Photo credit: Alex Whitehead/SWpix
Team Bike-Exchange’s Amanda Spratt has had a slower opening to the season but is well suited to the hills of Amstel Gold and she has a strong team behind her, including Grace Brown, winner of Brugge De Panne.
Lizzy Banks will return to competition following a few weeks out due to concussion. Despite her break from racing, Banks has been training hard at home in the Peak District so will be no stranger to steep climbs.

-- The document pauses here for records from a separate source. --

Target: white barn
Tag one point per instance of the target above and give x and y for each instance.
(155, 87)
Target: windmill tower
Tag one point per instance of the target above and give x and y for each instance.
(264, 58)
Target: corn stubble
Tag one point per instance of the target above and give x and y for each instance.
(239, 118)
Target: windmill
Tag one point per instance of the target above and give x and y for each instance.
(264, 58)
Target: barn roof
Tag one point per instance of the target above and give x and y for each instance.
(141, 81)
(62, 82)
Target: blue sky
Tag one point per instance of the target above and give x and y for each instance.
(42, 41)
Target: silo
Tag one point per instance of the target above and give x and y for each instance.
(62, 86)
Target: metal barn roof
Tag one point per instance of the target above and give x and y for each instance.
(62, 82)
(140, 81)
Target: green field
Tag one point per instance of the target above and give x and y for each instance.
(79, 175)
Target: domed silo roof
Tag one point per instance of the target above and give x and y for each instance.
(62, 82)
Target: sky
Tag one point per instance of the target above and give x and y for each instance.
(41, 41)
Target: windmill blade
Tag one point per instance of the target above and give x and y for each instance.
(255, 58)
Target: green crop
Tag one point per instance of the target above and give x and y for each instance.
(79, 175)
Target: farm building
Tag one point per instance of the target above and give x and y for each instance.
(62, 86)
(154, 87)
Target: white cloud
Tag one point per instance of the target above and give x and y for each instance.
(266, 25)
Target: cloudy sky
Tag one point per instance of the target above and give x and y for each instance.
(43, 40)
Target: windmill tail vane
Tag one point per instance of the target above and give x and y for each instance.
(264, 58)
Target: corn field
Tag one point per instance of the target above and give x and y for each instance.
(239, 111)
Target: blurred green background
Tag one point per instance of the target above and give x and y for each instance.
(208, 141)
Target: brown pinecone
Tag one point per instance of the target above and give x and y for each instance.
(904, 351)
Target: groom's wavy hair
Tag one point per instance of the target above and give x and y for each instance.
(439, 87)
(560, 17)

The American squad of Team Tibco - SVB have been getting stronger each race, albeit flying slightly under the radar. Kristen Faulkner secured a top 10 in both Flanders and Gent-Wevelgem, whilst Australian ITT Champion Sarah Gigante is a phenomenal climber who will welcome the Dutch bergs. It’s a tall order, but we wouldn’t be surprised to see this Continental team ruffling the feathers of the World Tour.